With the unfortunate trend of cereals and pastries dominating the breakfast table, trying to work a serving of vegetables into the morning meal can be difficult, if not impossible. Unable to stand for this disastrous injustice, chefs across the globe have made desperate attempts to combine the deliciosity of breakfast pastries with the nutrisiosity of vegetables. Where others strive for the harmonious consonance of flavors, however, I - Heinrich Franzelbautum - have shifted my priorities from the savory to the sonorous; what more pleasant sounding squash is there than the humble zucchini*?
- 3 cups most-purpose, self-rising flour (white)
- 1 1/2 cups sugar (also white)
- 2 zucchini, peeled
- 4 tsp vanilla extract
- 1 cup milk (whitish)
- 2 eggs (white)
- 1 egg (natural)
- pinch of salt
- 2 mg Crunch (optional)
Combine vanilla extract, natural egg, crunch, and natural egg in separate bowl and set aside to rise.
Beat remaining ingredients until slightly lumpy.
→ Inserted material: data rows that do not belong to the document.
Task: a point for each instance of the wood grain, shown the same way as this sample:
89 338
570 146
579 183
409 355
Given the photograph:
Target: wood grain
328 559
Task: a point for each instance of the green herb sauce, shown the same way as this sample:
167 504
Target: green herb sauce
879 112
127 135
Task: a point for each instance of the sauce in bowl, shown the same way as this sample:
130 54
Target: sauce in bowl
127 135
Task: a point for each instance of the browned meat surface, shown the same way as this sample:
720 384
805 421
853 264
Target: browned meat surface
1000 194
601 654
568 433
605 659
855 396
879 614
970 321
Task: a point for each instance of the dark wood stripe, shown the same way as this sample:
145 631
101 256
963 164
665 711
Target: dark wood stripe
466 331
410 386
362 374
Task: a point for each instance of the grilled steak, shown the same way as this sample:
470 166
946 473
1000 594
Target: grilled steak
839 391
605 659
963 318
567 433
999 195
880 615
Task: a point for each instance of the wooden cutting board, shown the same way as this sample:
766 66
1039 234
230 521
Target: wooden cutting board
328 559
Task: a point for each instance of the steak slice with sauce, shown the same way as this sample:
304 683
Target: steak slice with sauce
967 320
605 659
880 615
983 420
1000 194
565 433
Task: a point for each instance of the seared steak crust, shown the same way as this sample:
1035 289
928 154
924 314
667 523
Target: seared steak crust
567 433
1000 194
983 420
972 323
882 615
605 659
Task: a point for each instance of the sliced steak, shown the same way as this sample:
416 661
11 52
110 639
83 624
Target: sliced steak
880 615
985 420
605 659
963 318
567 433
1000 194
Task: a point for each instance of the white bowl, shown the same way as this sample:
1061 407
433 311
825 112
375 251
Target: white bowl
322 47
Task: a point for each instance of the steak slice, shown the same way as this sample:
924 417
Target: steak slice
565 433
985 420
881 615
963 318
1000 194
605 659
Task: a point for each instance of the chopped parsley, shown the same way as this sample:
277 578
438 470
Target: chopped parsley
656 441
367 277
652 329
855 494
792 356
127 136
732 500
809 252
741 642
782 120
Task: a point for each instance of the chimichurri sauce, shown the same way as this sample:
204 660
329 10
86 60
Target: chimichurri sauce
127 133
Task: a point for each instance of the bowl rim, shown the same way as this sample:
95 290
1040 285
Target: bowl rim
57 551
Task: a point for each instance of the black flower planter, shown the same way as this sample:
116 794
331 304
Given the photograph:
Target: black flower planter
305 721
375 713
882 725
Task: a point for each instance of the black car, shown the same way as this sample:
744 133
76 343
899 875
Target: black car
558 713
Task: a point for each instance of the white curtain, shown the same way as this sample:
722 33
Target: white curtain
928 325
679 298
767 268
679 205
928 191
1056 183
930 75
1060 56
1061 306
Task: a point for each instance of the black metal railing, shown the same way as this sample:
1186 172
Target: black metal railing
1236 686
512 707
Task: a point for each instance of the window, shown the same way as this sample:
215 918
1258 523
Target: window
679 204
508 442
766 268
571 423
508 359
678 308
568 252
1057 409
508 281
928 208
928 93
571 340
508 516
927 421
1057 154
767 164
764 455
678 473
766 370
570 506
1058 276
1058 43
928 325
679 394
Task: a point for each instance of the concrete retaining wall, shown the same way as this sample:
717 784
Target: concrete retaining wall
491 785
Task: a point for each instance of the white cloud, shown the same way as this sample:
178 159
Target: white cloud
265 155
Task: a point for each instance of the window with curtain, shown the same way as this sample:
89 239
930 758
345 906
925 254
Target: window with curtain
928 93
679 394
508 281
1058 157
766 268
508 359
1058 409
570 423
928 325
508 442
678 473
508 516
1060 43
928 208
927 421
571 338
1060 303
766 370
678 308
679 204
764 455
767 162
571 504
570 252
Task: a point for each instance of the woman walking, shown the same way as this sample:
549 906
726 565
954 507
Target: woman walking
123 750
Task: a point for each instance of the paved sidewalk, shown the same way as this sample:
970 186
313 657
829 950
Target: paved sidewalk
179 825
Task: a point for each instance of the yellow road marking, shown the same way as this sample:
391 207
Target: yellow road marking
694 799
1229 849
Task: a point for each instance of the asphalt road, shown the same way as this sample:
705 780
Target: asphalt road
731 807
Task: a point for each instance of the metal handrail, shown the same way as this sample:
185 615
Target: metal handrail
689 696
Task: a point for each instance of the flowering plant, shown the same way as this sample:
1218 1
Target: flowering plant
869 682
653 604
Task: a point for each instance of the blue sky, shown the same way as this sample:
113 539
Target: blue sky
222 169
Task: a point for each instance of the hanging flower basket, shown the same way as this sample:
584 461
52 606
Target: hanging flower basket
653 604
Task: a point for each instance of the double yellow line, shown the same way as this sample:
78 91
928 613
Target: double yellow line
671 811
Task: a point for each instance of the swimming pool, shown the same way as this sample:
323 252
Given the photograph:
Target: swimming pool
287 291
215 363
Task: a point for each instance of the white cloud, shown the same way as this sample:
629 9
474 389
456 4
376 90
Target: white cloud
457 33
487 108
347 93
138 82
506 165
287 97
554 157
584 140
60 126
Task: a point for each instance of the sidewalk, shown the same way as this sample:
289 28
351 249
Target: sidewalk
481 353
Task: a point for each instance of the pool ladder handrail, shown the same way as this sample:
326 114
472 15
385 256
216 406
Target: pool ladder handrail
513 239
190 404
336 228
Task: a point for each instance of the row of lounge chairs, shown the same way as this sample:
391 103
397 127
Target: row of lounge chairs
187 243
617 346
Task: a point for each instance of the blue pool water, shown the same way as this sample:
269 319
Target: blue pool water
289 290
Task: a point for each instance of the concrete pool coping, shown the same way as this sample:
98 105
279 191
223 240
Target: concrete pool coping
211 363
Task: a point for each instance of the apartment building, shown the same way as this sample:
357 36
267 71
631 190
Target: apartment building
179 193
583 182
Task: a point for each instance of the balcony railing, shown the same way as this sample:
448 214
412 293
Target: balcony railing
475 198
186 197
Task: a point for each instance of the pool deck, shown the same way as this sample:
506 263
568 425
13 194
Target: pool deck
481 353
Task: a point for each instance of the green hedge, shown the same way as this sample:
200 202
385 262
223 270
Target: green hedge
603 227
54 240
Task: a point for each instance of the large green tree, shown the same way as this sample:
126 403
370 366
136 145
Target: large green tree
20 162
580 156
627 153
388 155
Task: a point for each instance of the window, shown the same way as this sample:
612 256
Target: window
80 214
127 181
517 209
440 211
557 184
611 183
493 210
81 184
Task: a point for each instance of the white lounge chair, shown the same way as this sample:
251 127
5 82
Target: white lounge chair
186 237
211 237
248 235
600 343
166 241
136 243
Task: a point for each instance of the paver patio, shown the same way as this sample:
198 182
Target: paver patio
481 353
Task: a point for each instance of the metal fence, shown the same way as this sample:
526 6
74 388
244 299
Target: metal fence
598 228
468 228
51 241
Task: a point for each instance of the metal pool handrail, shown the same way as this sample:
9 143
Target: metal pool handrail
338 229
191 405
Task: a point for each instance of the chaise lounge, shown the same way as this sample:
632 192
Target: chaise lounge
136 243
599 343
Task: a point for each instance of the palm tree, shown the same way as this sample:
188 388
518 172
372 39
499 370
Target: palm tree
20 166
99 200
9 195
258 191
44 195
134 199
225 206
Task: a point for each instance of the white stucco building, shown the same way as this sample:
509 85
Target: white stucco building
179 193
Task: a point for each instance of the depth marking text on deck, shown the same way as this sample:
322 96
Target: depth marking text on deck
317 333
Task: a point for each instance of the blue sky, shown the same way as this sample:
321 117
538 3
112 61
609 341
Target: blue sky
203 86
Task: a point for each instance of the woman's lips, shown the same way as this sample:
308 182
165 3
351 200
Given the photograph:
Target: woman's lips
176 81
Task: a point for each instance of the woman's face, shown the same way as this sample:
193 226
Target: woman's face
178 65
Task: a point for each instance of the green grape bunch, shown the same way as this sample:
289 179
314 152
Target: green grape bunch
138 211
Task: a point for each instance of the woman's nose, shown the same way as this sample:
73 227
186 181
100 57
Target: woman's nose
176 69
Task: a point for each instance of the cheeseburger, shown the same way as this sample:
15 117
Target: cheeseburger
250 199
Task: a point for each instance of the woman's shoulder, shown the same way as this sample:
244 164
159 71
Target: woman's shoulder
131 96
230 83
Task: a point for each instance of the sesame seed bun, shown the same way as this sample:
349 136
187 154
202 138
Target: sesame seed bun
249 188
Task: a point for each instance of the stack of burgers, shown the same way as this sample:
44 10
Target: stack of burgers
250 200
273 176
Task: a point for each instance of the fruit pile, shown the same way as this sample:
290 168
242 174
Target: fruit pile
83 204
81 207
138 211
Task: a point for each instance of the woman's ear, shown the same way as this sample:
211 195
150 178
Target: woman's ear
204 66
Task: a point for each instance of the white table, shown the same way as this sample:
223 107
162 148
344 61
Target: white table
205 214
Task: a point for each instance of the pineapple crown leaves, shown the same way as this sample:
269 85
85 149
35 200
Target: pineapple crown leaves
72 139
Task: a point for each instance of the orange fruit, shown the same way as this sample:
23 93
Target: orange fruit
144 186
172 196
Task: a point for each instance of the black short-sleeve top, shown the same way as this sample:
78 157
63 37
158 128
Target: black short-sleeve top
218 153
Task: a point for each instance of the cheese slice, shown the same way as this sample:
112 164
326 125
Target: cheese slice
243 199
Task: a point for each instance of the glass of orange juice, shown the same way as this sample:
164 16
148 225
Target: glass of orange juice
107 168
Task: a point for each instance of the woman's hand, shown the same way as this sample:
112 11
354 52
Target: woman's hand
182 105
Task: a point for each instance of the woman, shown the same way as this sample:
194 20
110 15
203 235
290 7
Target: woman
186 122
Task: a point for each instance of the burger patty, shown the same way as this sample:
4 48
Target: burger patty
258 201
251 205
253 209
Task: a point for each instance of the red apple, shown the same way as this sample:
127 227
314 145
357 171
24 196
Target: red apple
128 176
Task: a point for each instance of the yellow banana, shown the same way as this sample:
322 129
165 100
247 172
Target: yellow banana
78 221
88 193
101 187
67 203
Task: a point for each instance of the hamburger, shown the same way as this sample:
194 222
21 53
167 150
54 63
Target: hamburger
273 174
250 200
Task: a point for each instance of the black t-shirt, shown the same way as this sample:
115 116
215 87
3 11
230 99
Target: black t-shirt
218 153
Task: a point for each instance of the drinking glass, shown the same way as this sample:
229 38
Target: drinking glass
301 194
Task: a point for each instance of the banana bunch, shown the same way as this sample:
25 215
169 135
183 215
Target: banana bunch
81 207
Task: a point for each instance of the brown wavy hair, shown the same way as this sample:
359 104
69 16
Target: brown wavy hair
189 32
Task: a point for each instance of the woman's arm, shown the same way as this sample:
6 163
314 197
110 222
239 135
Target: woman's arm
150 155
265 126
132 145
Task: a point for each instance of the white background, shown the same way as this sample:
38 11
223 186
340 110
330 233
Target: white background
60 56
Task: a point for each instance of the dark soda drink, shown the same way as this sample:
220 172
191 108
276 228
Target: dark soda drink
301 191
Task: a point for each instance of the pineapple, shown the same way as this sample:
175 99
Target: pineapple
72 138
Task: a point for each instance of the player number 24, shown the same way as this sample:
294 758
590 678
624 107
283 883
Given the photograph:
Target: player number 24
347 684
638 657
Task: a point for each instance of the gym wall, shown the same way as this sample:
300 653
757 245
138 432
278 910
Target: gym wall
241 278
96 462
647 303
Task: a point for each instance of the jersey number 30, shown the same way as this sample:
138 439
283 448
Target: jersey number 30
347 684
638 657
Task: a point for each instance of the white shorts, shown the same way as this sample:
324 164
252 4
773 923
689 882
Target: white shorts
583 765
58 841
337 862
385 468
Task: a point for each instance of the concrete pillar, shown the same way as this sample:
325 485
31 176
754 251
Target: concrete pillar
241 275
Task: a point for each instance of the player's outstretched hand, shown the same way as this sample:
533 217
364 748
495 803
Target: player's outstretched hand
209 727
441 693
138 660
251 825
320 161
If mixture has been overbeaten, additional, unflavored lumps may be added to rectify.
Pour both mixtures into greased muffin tins or paper cups (white, preferably), and bake at 350 degrees for 22 minutes or until golden white. Top muffins with zucchini crumble, and remove a generous slice before photographing.
* There is only one: butternut.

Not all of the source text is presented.